Cada 15 de septiembre, el camino que conduce hasta el Calvario de Alcorisa cambia su fisonomía. Los estandartes vuelven a salir a la calle, aparecen los trajes regionales y la música tradicional acompaña a una comitiva que convierte la subida al monte en uno de los momentos más reconocibles de las fiestas de la localidad.
Así volvió a ocurrir este 2026. Vecinos y participantes recorrieron el camino hasta la ermita en una jornada en la que estuvieron presentes la Comparsa de Gigantes y Cabezudos, los Dulzaineros de Alcorisa, representantes municipales y las Majas.
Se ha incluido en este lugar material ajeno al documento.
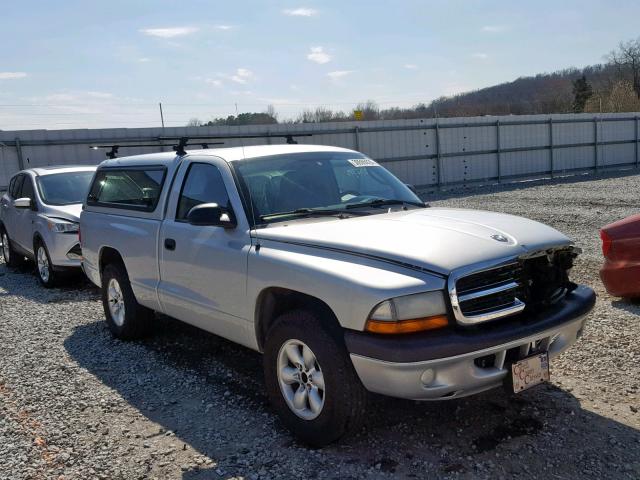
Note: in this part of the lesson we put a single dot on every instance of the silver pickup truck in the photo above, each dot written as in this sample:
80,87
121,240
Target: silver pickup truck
324,261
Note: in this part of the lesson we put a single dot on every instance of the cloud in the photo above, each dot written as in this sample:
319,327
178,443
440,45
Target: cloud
336,75
242,76
493,28
12,75
300,12
169,32
101,95
318,55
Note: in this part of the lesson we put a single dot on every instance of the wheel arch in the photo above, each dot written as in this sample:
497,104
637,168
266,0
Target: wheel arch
274,301
109,255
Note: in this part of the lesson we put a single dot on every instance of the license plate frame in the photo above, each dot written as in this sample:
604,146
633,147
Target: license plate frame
530,371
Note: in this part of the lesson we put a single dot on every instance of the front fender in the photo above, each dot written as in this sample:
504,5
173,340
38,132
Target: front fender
350,285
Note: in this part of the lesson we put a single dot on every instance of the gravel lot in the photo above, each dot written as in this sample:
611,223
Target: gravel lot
74,403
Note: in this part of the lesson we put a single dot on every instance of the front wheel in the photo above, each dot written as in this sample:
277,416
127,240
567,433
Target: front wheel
12,258
126,318
311,381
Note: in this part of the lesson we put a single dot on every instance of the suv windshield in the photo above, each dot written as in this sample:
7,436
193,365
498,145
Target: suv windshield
64,188
282,186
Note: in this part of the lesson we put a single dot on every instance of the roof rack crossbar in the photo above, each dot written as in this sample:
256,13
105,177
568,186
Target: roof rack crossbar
179,148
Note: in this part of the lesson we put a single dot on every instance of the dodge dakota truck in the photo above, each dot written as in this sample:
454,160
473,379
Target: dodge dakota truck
336,271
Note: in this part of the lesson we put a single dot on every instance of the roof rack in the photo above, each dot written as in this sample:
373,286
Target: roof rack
179,148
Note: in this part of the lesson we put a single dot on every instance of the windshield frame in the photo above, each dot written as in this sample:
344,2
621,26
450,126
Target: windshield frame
254,217
44,199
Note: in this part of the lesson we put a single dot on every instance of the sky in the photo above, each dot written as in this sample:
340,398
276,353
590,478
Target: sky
91,63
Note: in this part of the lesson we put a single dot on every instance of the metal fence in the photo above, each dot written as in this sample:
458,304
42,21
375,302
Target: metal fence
424,152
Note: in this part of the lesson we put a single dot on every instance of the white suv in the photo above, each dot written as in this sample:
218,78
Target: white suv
39,217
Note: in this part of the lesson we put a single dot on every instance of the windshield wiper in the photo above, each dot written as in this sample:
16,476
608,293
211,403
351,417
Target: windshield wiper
307,212
381,202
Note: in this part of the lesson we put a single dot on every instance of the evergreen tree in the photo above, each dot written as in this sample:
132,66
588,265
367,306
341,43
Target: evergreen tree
582,91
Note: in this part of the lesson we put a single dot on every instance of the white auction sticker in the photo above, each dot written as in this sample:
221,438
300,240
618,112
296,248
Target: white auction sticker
362,162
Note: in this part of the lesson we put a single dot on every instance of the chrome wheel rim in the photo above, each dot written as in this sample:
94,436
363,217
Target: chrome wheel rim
43,264
301,379
116,302
5,247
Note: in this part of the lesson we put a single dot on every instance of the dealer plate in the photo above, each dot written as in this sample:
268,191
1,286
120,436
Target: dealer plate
530,372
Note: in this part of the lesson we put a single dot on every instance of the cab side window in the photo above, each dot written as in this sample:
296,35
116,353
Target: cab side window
27,189
202,184
16,186
133,188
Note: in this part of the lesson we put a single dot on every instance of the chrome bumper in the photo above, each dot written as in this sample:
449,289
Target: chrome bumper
460,375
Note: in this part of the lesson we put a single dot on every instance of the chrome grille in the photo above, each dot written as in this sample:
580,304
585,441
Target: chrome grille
488,294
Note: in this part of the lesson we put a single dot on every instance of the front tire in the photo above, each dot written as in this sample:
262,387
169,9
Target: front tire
311,381
12,258
44,267
126,318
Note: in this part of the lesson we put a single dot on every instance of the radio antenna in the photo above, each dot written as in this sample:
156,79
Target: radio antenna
253,214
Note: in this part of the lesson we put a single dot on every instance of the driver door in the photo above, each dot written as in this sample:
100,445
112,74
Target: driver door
25,217
203,268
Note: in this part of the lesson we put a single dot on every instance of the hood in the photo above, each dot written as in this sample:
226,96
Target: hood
68,212
436,239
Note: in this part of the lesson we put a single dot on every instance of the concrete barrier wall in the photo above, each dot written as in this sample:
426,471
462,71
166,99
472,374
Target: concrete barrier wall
424,152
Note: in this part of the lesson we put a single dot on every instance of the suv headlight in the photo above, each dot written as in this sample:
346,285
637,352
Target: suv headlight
410,313
62,226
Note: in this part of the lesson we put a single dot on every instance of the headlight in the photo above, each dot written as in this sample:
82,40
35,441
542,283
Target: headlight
62,226
411,313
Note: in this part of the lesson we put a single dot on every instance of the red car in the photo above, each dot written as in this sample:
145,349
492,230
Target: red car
621,249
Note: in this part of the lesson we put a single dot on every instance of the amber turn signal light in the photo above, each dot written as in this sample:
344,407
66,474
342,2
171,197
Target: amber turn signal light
406,326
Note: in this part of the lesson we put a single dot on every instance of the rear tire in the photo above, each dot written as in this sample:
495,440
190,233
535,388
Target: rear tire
44,268
12,258
126,318
321,415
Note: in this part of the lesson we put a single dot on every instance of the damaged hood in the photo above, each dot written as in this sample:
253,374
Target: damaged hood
436,239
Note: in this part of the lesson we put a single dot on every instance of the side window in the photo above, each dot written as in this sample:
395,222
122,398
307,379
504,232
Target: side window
11,184
132,188
203,184
16,188
27,189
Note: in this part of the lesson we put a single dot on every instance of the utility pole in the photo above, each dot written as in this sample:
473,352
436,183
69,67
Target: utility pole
161,115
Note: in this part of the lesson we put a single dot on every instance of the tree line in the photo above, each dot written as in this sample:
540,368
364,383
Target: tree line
613,86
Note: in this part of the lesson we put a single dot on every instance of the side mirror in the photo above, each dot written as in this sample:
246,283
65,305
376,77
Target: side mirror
212,215
24,202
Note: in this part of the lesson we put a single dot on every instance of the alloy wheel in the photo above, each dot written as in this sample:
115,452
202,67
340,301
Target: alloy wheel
301,379
116,302
43,264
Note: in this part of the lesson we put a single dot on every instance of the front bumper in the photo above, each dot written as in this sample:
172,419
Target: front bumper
459,363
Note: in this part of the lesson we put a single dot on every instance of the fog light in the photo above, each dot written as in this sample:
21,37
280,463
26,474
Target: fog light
427,377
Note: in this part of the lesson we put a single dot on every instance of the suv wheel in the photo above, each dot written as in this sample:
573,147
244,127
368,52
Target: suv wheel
11,257
126,318
44,268
311,381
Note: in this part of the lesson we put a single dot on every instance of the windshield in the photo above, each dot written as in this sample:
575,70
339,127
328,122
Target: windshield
64,188
283,185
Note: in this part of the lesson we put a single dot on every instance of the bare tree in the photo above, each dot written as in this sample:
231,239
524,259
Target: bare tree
271,111
627,61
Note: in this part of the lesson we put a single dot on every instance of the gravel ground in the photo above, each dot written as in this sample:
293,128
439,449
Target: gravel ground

Este año, además, la Comisión de Fiestas había llamado a participar a mujeres que habían ostentado este papel en distintas épocas, lo que reunió a antiguas Majas junto a las representantes actuales.
La celebración forma parte de las Fiestas Mayores de Alcorisa, dedicadas a la Exaltación de la Santa Cruz y al Señor del Sepulcro Glorioso. El 15 de septiembre constituye tradicionalmente una de sus jornadas de mayor carga simbólica, con la subida en comitiva y la posterior celebración religiosa en el entorno del Calvario.
Una promesa con más de tres siglos de historiaLa costumbre va mucho más atrás que las actuales fiestas patronales. La documentación recogida por el Catálogo Cultural del Bajo Aragón sitúa uno de sus antecedentes fundamentales en 1685, cuando la villa de Alcorisa renovó una antigua promesa de subir en procesión solemne hasta la ermita del Santo Sepulcro. Según esta fuente, aquel voto colectivo se vinculaba al agradecimiento por haber quedado la localidad libre de los efectos de una plaga de langosta.
Con el paso del tiempo, el acto también fue transformándose. Hasta la década de 1970, la procesión llegaba hasta la ermita del Santo Sepulcro y posteriormente trasladaba la imagen del Cristo Yacente hasta la ermita de San Juan. Desde entonces, la celebración religiosa pasó a desarrollarse directamente en la explanada de la ermita del Calvario.
Esa continuidad explica que la subida sea hoy algo más que uno de los actos incluidos en un programa festivo. Estandartes, indumentaria aragonesa, música y participación vecinal han ido convirtiendo la jornada en una expresión colectiva que conecta las fiestas actuales con la memoria de generaciones anteriores.